SPOJ prime1 wrong answer in python - python

I am getting Wrong Answer with the following code in python for SPOJ's PRIME1 problem at http://www.spoj.com/problems/PRIME1/. I have tested it on various testcases myself, but cannot find a failing testcase. Can someone please spot the problem in my code?
This code produces nothing for testcases that don't give any prime as output.

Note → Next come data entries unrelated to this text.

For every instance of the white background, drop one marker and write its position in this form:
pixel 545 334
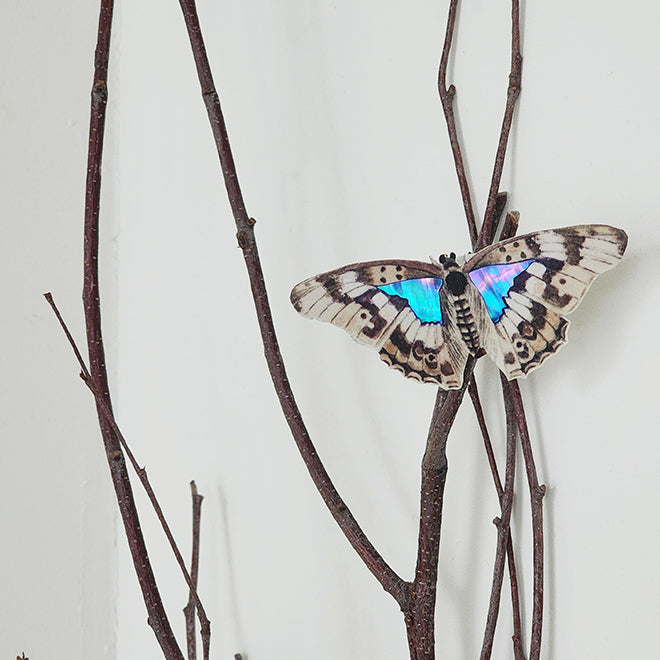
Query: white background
pixel 342 152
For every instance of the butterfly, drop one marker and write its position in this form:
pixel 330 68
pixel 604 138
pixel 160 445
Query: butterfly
pixel 508 300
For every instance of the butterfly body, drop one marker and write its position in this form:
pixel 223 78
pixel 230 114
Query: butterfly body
pixel 508 300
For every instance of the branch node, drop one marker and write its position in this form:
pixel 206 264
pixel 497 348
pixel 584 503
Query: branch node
pixel 242 239
pixel 100 89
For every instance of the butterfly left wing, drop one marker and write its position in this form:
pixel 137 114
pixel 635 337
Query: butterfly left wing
pixel 530 282
pixel 392 306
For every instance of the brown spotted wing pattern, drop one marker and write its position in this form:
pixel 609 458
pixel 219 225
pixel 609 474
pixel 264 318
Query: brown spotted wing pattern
pixel 556 269
pixel 565 263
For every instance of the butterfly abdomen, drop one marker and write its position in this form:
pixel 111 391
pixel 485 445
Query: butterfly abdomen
pixel 466 324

First i pre-compute primes upto sqrt(1 billion) and then if the requested range has high value less than sqrt(1 billion), i simply print the primes from the pre-computed array, else i run sieve() with usePrimes = True, which uses the pre-computed primes to rule out the non-primes in the given range.
Thanks.
import math
from bisect import bisect_left
from bisect import bisect_right
primes = []
upper_bound = int(math.sqrt(1000000000)) + 1
usePrimes = False
printNL = False
T = 0
def sieve(lo, hi):
global usePrimes, primes, printNL
atleast_one = False
arr = range(lo,hi+1)
if usePrimes:
for p in primes:
if p*p > hi:
break
less = int(lo/p) * p
if less < lo:
less += p
while less <= hi:
arr[less - lo] = 0
less += p
for num in arr:
if num != 0:
atleast_one = True
if printNL:
print ''
printNL = False
print num
else:
atleast_one = True
for k in xrange(2,hi):
if k*k > hi:
break
if arr[k] == 0:
continue
less = k + k
while less <= hi:
arr[less] = 0
less += k
for num in arr:
if num > 1:
primes.append(num)
return atleast_one
def printPrimesInRange(lo,hi):
global primes, printNL
atleast_one = False
if hi < upper_bound:
for p in primes[bisect_left(primes,lo):bisect_right(primes,hi)]:
atleast_one = True
if printNL:
print ''
printNL = False
print p
else:
atleast_one = sieve(lo,hi)
return atleast_one
sieve(0, upper_bound)
usePrimes = True
T = input()
while T > 0:
lo, hi = [eval(y) for y in raw_input().split(' ')]
atleastOne = printPrimesInRange(lo,hi)
if atleastOne:
printNL = True
T -= 1

If you change the upper_bound to upper_bound = int(math.sqrt(1000000000)) + 123456, then it will pass all the test cases.
Now, can you figure why so? I'll leave it as an exercise to you.

Related

Further Optimisation of Project Euler problem 14 (Collatz Sequence)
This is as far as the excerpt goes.